Water Cycle Served Fresh

Weather Drop

What May?
February, March, April ... June?

Usually May is that month …

That the swamp both bottoms out and bounces back.

The Everglades usually bottom out in May

Or did the water calendar jump straight to June? That’s what it feels like these past few days. A regular onslaught of afternoon rain showers — and I mean some real gully washers — are giving early May a decidedly beginning of June feel. It’s too early to tell if the pattern will persist, but if it does, then make a mental note: 2022 will be remembered as the Year Without a May.

Caption: Calendar chart showing daily rainfall in the Big Cypress Swamp from the mid 1998 to present. The black drops are Big Rain Days (i.e. when over an inch of rain fell in one day). We get a handful of those every year. Orange dots are days without rain which, as you can see, dominate from October through mid May.

Attention: The potential early start of the summer rainy pattern cannot be used as an excuse to forget Mother’s Day, Memorial Day or any other events or scheduled meetings that may occur this month.


April Showers
Bring May sheet flow?

The end of the water year …

Usually ends on a dry note.

Monthly rainfall chart for Big Cypress National Preserve

Not this year. The long-term normal for the month is around 2 inches. This year we doubled that total, which much of it coming towards the end. The start of the new water year in May typically begins the deepest and driest part of the spring dry down. This year, the start of May feels more like the start of June. Afternoon showers have been the norm. Will they last? At this point the only thing I can say for sure is that the mosquitoes can’t be far behind.

Heaven or graveyard?
Or is it a graveyard?

While water control structures don’t live forever.

The good ones do go to Hydraulic Heaven.

Can you see the living water control structure in the background? It’s the S-3

Where exactly is hydraulic heaven? It’s located in John Stretch Park in Hendry County just up against the levee on the south side of Lake Okeechobee. I happened upon the park by accident, as did perhaps these relic water management pumps. The more usual fate for old parts big and small is to end up being scrapped or going to the junk yard. What good fortune factored helping these particular pumps making it to hydraulic heaven is anyone’s guess. Probably luck.

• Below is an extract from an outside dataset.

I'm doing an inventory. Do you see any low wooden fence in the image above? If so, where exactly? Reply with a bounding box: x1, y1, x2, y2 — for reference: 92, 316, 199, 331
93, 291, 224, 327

Or maybe they were especially good structures at keeping everyone safe from flooding, or somehow else saving the day, and so were rewarded by being put on display in John Stretch Park for eternity. Well, maybe not eternity. Several years later I returned to the park. The paint that looks so shiny in these photos had long since faded and started to cracked. As an engineer by training, it made me think about my own mortality. No matter how useful we are in our day, we all have a shelf life.

Is it a graveyard or a hydraulic heaven? What I can say is it’s only a park an engineer could love.

Swamp Geology
Out of sight out of mind?

When it comes to geology …

It may be last on the swamp check off list.


By check off list, I mean what tourists come to see — with alligators being at the top. I’ve heard it said that some four out of five people visit to the swamp to see an alligator. As interesting as they are to see, they are oddly not present in the geology of the swamp. Even odder, as old as the alligators would have you believe the place to be, the swamp ecosystem is actually quite young, just a few thousand years old. Native American tribes inhabited Florida before the Everglades or the Big Cypress swamp existing. So there are no alligator bones in the geology, it’s all marine limestone, about 3 miles worth underlying the swamp with the upper 50-100 feet forming the Gray Limestone Aquifer. Unlike the Biscayne Aquifer to the east, the Graystone Aquifer isn’t as permeable nor as intensely pumped. With regard to the later, I think that alligators are happy about that.